How can language diversity be measured, and what are the most linguistically diverse parts of the world? This interactive map represents my first attempt at answering these questions.
Using population data scraped off of Ethnologue, the linguistic diversity of each of the world’s countries is quantified as the entropy of the probability distribution over the country’s languages. The resulting entropy figures are plotted on a color-coded map with the help of Mike Bostock‘s amazing d3.js library.
The word “entropy” evokes a range of vaguely negative associations. Entropy measures disorder; entropy is what prevails after the heat death of the universe; and so on. What is entropy, and why is it suitable as a measure of language diversity?
Entropy, as the word is used in information theory, quantifies the uncertainty associated with a set of outcomes. The larger the set and the more even the dispersal of probability over different outcomes, the greater the entropy.
Entropy provides a very natural characterization of the diversity of populations grouped into types (e.g. of a country’s population grouped by first language). Each type can be treated as a member of the set of outcomes, and the proportion of the overall population associated with the type can be used as that outcome’s probability. The entropy of this set of outcomes encodes not only the number of different types but also the evenness of the distribution. By using entropy as our diversity index, a set with many outcomes that overwhelmingly favors one over the others (e.g. a population with many languages where speakers of one language outnumber all others a thousand to one) will be rated as less diverse than a set with fewer but more equiprobable outcomes. This is a more intuitive measure of diversity than, for example, a mere count of types. Others are possible, but I thought this was a promising way to start.
So entropy is actually a good thing, when we’re looking at people coexisting! A highly entropic distribution over languages is characteristic of a genuine diversity and mutual respect for difference. Other examples aren’t hard to imagine: an entropic distribution over political views might characterize a thriving democracy, for example. I hope this map does a little to rehabilitate entropy in the minds of at least a few readers.
All data for this map were collected from the 2009 web edition of Ethnologue with the help of a simple Python script written and run on the Scraperwiki platform.
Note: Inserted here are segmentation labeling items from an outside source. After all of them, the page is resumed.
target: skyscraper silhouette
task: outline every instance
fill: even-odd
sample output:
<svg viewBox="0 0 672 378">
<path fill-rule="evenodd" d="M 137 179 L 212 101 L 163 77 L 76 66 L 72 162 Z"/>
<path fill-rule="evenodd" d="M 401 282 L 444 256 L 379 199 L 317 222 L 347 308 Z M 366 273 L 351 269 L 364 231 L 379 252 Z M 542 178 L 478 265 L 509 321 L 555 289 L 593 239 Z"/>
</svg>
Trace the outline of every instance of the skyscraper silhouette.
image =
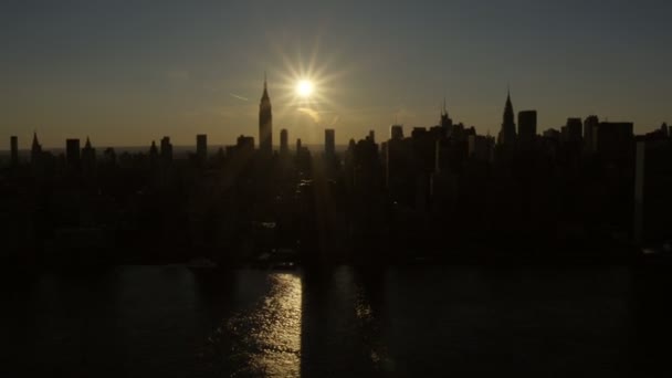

The data comprise a language name, an ISO 3166-1 alpha-2 country code, and a speaker population figure for each language spoken in each country in the Ethnologue database.
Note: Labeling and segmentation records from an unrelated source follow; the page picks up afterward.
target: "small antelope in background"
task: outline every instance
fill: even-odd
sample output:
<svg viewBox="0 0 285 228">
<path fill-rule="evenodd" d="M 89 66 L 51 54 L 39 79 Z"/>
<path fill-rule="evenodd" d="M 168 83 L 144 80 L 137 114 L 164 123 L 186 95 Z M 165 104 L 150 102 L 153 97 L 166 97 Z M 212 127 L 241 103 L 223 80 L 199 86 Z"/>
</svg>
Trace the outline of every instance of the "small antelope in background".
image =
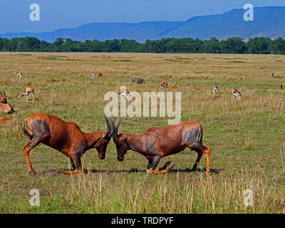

For each country, a probability distribution over languages was constructed by summing the speaker populations counts of each language and dividing each language’s count by the total. The entropy of this distribution was computed in the usual way with a Clojure script.
Using d3.js and d3.geo.js, each country’s entropy is plotted on the globe. The globe can be rotated by clicking and dragging.
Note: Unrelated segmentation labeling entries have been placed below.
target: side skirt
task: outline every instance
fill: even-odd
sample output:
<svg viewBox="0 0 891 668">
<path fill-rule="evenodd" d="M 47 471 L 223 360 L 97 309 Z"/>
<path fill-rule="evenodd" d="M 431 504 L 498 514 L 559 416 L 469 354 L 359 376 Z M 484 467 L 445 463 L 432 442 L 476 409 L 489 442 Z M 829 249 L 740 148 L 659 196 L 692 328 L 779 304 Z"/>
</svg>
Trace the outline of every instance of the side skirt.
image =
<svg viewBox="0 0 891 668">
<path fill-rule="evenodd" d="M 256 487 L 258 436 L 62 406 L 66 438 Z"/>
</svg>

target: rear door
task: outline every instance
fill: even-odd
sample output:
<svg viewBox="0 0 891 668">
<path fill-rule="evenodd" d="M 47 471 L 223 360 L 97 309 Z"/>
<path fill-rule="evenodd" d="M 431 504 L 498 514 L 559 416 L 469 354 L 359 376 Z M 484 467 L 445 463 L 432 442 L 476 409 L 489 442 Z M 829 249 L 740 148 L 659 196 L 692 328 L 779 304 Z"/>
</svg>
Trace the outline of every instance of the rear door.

As described by the scale in the upper left corner of the visualization, each country shape on the map is filled with a color whose deepness is proportional to the country’s linguistic entropy. The overall frequency distribution for the various levels of linguistic entropy is also displayed in a bar graph above that same scale. The colors for the scale were chosen with the help of Colorbrewer.
Since the shape file encodes political boundaries slightly different from Ethnologue’s, some adjustments were necessary to patch up blank areas (e.g. assigning South Sudan to Sudan, the West Bank to Israel, etc.).
I assume that few will be surprised to find that Africa is as rich in language diversity as it is in other forms of human diversity. Nor is it very surprising that India, a veritable continent of cultures comparable to the combined European Union, is also extremely diverse.
But this map still had a few surprises for me, particularly in its extremities.
On the high end of the scale, even though I was well aware of Papua New Guinea’s diversity, I was still astounded at how thoroughly it whipped the rest of the world.
At the other end, to quote what my co-blogger David asked me in surprise: “So how is Australia the same color as Antarctica?”—a very good question! Doesn’t Australia have a vast number of indigenous languages? Another friend of mine also found it surprising that Brazil was so pale.
But this is what we get by using entropy as our diversity index. Yes, Australia and Brazil have a vast number of languages. But those countries’ majority languages, English and Portuguese, utterly dwarf every other language in the country in numbers of speakers. So these countries’ overall diversity, as measured by entropy—the evenness of the distribution over languages—is very low. Compare the situation in the Democratic Republic of the Congo, where each of the country’s many languages is spoken by a large share of the population.